Man sei allein gelassen von einer verantwortungslosen Politik, die jede Transparenz vermissen lasse, heißt es bei der „Aktion Butterbrot“. Das Bundesamt für Migration und Flüchtlinge – jetzt wieder Bundesamt für die Anerkennung ausländischer Flüchtlinge – habe nie eine Aussage dazu gemacht, was passieren werde, wenn das Zuwanderungsgesetz nicht in Kraft trete. Die Initiative verweist außerdem darauf, dass sie und andere Praktiker etliche Versuche unternommen hätten, das Zuwanderungsgesetz und das damit verbundene neue Sprachförderkonzept in seinem Entstehen kritisch zu begleiten. Das Angebot der LehrerInnen an die Verantwortlichen, ihr Know-how als Fachleute zur Verfügung zu stellen, habe zwar durchaus ein positives Echo gefunden; doch habe sich das Bundesamt letztlich gegenüber jedem Einspruch taub gestellt.

Hart trifft die veränderte Sachlage indes auch den Sprachverband Deutsch für ausländische Arbeitnehmer e. V. in Mainz. Sein Schicksal war zwar schon besiegelt, denn der Bundesinnenminister hatte bereits angekündigt, dass sich an der zum Oktober 2003 beschlossenen Auflösung des Verbands, der seit 28 Jahren bundesweit die Deutschkursförderung für Arbeitsmigranten organisierte, auch nach dem BVG-Urteil nichts ändern werde. Gänzlich unerwartet hat nun aber das Bundesinnenministerium in einem Erlass am 27. Januar festgelegt, dass das Bundesamt für die Anerkennung ausländischer Flüchtlinge in Nürnberg die Deutschkurse für Ausländer auf der Grundlage der Förderbedingungen des Sprachverbandes sofort übernehmen soll. Der Sprachverband wurde aufgefordert, kurzfristig die nötigen Unterlagen an das Bundesamt zu übergeben. Eine bittere Pille für den Verband und die Kursträger, aber auch eine kaum nachvollziehbare Entscheidung vor dem Hintergrund, dass das Bundesamt gerade erst angefangen hat, die nötige Fachkompetenz aufzubauen.

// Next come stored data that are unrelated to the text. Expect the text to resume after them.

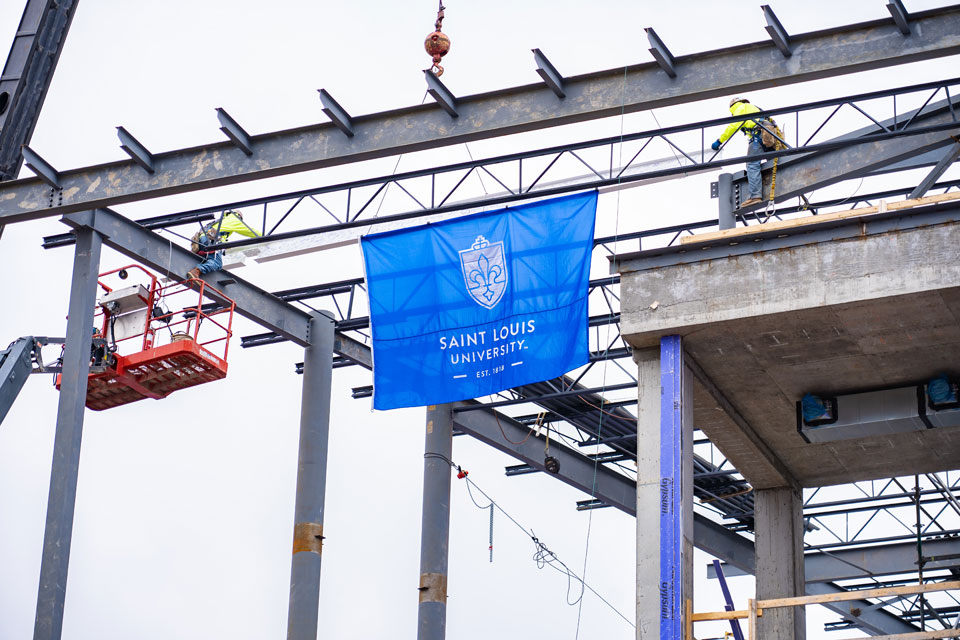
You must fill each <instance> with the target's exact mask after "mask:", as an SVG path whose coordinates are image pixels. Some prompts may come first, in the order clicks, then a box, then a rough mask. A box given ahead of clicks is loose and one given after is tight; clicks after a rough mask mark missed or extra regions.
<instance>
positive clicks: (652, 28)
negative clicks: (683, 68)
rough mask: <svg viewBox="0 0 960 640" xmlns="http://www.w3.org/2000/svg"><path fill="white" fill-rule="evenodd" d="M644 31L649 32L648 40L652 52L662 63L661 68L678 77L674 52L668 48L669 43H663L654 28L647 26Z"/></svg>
mask: <svg viewBox="0 0 960 640" xmlns="http://www.w3.org/2000/svg"><path fill="white" fill-rule="evenodd" d="M644 31H646V32H647V40H649V41H650V53H651V54H652V55H653V57H654V58H655V59H656V61H657V64H659V65H660V68H661V69H663V70H664V71H665V72H666V74H667V75H668V76H670V77H671V78H676V77H677V70H676V65H675V63H674V58H673V54H672V53H670V50H669V49H667V45H665V44H663V40H661V39H660V36H658V35H657V32H656V31H654V30H653V28H651V27H647V28H645V29H644Z"/></svg>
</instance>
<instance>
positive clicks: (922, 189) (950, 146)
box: [907, 142, 960, 200]
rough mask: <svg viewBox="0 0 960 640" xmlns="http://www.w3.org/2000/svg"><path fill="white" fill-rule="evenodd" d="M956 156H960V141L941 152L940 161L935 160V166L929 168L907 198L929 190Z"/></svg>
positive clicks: (908, 195) (907, 196) (924, 192)
mask: <svg viewBox="0 0 960 640" xmlns="http://www.w3.org/2000/svg"><path fill="white" fill-rule="evenodd" d="M957 158H960V142H957V143H956V144H954V145H952V146H950V147H949V148H948V149H947V152H946V153H944V154H943V157H942V158H940V161H939V162H937V164H936V166H935V167H934V168H933V169H931V170H930V173H928V174H927V175H926V176H925V177H924V179H923V180H921V181H920V184H918V185H917V188H916V189H914V190H913V191H911V192H910V195H908V196H907V199H908V200H909V199H911V198H922V197H923V196H924V194H926V193H927V191H929V190H930V187H932V186H933V185H934V184H936V182H937V180H938V179H939V178H940V176H942V175H943V174H944V172H945V171H946V170H947V169H949V168H950V165H952V164H953V163H954V162H956V161H957Z"/></svg>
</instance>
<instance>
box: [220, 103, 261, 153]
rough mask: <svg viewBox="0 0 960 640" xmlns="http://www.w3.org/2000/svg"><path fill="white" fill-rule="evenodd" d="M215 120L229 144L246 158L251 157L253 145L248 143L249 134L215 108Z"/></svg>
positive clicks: (220, 129) (228, 116) (224, 114)
mask: <svg viewBox="0 0 960 640" xmlns="http://www.w3.org/2000/svg"><path fill="white" fill-rule="evenodd" d="M217 120H219V121H220V131H223V133H224V135H226V136H227V138H229V139H230V142H232V143H233V144H234V146H236V147H237V148H238V149H240V150H241V151H243V152H244V153H245V154H247V155H248V156H252V155H253V143H251V142H250V134H248V133H247V132H246V131H244V129H243V127H241V126H240V125H239V123H237V121H236V120H234V119H233V118H232V117H230V114H229V113H227V112H226V111H225V110H224V109H221V108H220V107H217Z"/></svg>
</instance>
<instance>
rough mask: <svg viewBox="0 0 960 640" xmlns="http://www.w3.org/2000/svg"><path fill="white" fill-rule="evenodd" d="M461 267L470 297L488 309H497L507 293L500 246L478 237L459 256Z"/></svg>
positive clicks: (502, 247) (500, 247)
mask: <svg viewBox="0 0 960 640" xmlns="http://www.w3.org/2000/svg"><path fill="white" fill-rule="evenodd" d="M460 266H461V267H462V268H463V281H464V283H465V284H466V285H467V293H469V294H470V297H471V298H473V299H474V300H475V301H476V302H477V303H478V304H480V306H482V307H486V308H487V309H493V308H494V307H495V306H497V303H498V302H500V299H501V298H503V293H504V292H505V291H506V290H507V263H506V260H505V259H504V255H503V242H494V243H493V244H490V242H488V241H487V239H486V238H484V237H483V236H477V239H476V240H474V242H473V245H471V247H470V248H469V249H464V250H463V251H461V252H460Z"/></svg>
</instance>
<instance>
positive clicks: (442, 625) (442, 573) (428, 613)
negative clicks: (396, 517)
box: [417, 404, 453, 640]
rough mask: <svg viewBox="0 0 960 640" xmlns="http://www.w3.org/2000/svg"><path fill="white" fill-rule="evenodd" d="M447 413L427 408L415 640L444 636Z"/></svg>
mask: <svg viewBox="0 0 960 640" xmlns="http://www.w3.org/2000/svg"><path fill="white" fill-rule="evenodd" d="M450 409H451V407H450V405H448V404H441V405H435V406H429V407H427V437H426V443H425V445H424V460H423V521H422V527H421V533H420V605H419V610H418V615H417V640H443V638H444V637H445V636H446V627H447V552H448V547H449V541H450V475H451V474H450V463H449V462H448V461H449V460H452V456H453V413H452V411H451V410H450Z"/></svg>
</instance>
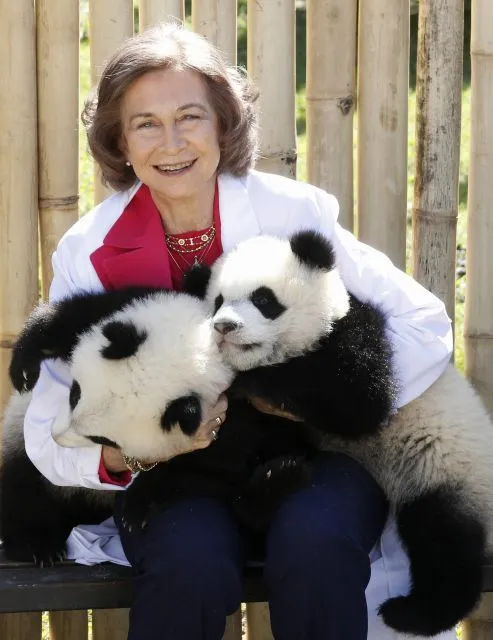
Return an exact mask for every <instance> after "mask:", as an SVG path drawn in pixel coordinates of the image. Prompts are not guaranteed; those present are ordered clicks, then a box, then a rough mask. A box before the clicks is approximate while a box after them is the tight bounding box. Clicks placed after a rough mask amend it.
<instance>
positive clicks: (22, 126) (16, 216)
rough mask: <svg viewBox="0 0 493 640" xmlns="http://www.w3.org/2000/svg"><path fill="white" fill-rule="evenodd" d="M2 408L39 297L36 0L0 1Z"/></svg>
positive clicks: (9, 391)
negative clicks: (23, 331)
mask: <svg viewBox="0 0 493 640" xmlns="http://www.w3.org/2000/svg"><path fill="white" fill-rule="evenodd" d="M0 7H1V8H0V14H1V16H2V19H1V20H0V60H2V72H1V73H0V95H1V96H2V100H0V123H1V127H0V175H1V176H2V179H1V180H0V257H1V260H2V264H1V265H0V413H2V410H3V407H4V406H5V402H6V400H7V398H8V396H9V395H10V389H11V387H10V383H9V380H8V376H7V368H8V364H9V362H10V356H11V347H12V343H13V340H14V338H15V336H16V335H17V332H18V331H19V329H20V328H21V326H22V323H23V321H24V320H25V318H26V316H27V314H28V313H29V311H31V309H32V307H33V305H34V304H35V302H36V300H37V297H38V262H37V246H38V245H37V235H38V224H37V213H38V212H37V198H38V180H37V173H38V172H37V127H36V27H35V14H34V3H33V2H32V0H17V1H16V2H2V3H0ZM40 637H41V614H40V613H10V614H3V615H0V638H5V639H8V640H39V638H40Z"/></svg>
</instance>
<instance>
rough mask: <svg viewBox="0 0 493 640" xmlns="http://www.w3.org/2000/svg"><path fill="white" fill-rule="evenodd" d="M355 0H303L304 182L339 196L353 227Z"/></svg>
mask: <svg viewBox="0 0 493 640" xmlns="http://www.w3.org/2000/svg"><path fill="white" fill-rule="evenodd" d="M357 10H358V0H321V1H320V0H307V5H306V11H307V25H306V26H307V38H306V43H307V75H306V125H307V128H306V133H307V145H306V146H307V178H308V182H310V183H312V184H315V185H317V186H318V187H321V188H322V189H325V190H326V191H328V192H330V193H333V194H334V195H335V196H336V197H337V199H338V200H339V205H340V215H339V222H340V223H341V224H342V225H343V226H344V227H346V228H347V229H350V230H352V229H353V222H354V221H353V206H354V203H353V114H354V107H355V100H356V96H355V91H356V88H355V75H356V73H355V60H356V22H357Z"/></svg>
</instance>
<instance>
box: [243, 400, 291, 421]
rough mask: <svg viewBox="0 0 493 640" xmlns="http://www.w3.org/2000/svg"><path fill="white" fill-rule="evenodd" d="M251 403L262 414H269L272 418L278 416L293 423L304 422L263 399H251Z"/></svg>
mask: <svg viewBox="0 0 493 640" xmlns="http://www.w3.org/2000/svg"><path fill="white" fill-rule="evenodd" d="M248 400H249V401H250V403H251V404H252V405H253V406H254V407H255V409H257V411H260V412H261V413H269V414H270V415H272V416H277V417H278V418H286V420H292V421H293V422H303V420H302V419H301V418H298V416H295V415H294V414H293V413H290V412H289V411H286V410H285V409H284V408H282V406H281V407H280V408H279V407H275V406H274V405H273V404H270V403H269V402H267V401H266V400H262V399H261V398H255V397H250V398H248Z"/></svg>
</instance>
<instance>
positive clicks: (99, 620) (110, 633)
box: [92, 609, 128, 640]
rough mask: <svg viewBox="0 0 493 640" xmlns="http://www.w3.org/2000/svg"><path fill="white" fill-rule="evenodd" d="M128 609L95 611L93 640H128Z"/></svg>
mask: <svg viewBox="0 0 493 640" xmlns="http://www.w3.org/2000/svg"><path fill="white" fill-rule="evenodd" d="M127 636H128V609H94V610H93V612H92V637H93V640H126V639H127Z"/></svg>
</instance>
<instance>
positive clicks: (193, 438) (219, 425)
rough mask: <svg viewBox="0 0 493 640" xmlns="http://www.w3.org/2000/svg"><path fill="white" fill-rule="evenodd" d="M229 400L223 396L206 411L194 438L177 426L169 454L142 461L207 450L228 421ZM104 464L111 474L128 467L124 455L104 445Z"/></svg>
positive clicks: (102, 452)
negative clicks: (223, 423)
mask: <svg viewBox="0 0 493 640" xmlns="http://www.w3.org/2000/svg"><path fill="white" fill-rule="evenodd" d="M227 409H228V400H227V398H226V396H225V395H224V394H221V395H220V396H219V398H218V401H217V403H216V404H215V405H214V406H213V407H210V408H209V409H208V410H206V413H205V416H204V420H203V422H202V423H201V424H200V425H199V428H198V429H197V431H196V432H195V433H194V434H193V436H187V435H186V434H184V433H183V431H182V430H181V429H180V428H179V427H178V426H177V427H175V428H173V429H172V430H171V431H170V432H169V434H168V440H169V454H168V455H167V456H166V457H164V458H161V459H159V460H141V462H145V463H151V462H165V461H166V460H170V459H171V458H174V457H175V456H178V455H181V454H183V453H190V452H191V451H195V450H196V449H205V448H206V447H208V446H209V445H210V444H211V443H212V442H213V441H214V440H216V439H217V437H218V434H219V429H220V428H221V425H222V424H223V423H224V420H225V419H226V411H227ZM102 456H103V464H104V466H105V468H106V470H107V471H108V472H109V473H121V472H122V471H127V470H128V467H127V465H126V464H125V462H124V461H123V453H122V452H121V451H120V450H119V449H114V448H113V447H108V446H106V445H103V450H102Z"/></svg>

Beim Blick über die Grenzen fällt übrigens auf, dass die europäischen Nachbarn in der Integrationspolitik derzeit munter voneinander kopieren. Das auf Eis gelegte Modell der Integrationskurse für Erwachsene weist bekanntlich Ähnlichkeiten mit dem niederländischen Modell auf. Nun hat im vergangenen Oktober auch die französische Regierung erklärt, ihre Integrationsbemühungen verstärken zu wollen. Geplant ist ein Dreisäulenmodell: berufliche Integration, sprachliche Integration und offensive Bekämpfung von Diskriminierung. Aus der Anerkennung eines „Rechts auf Sprache“ wird sich künftig ein Anspruch auf einen Integrationsvertrag ableiten lassen. Damit verbunden ist die Möglichkeit zur Teilnahme an einem Sprach- und Orientierungskurs sowie an Maßnahmen zur beruflichen Integration. Anders als in Deutschland ist in Frankreich jedoch nicht die Rede von Teilnahmepflicht und Sanktionen; hier setzt man vielmehr auf Einsicht und Motivation der Betroffenen.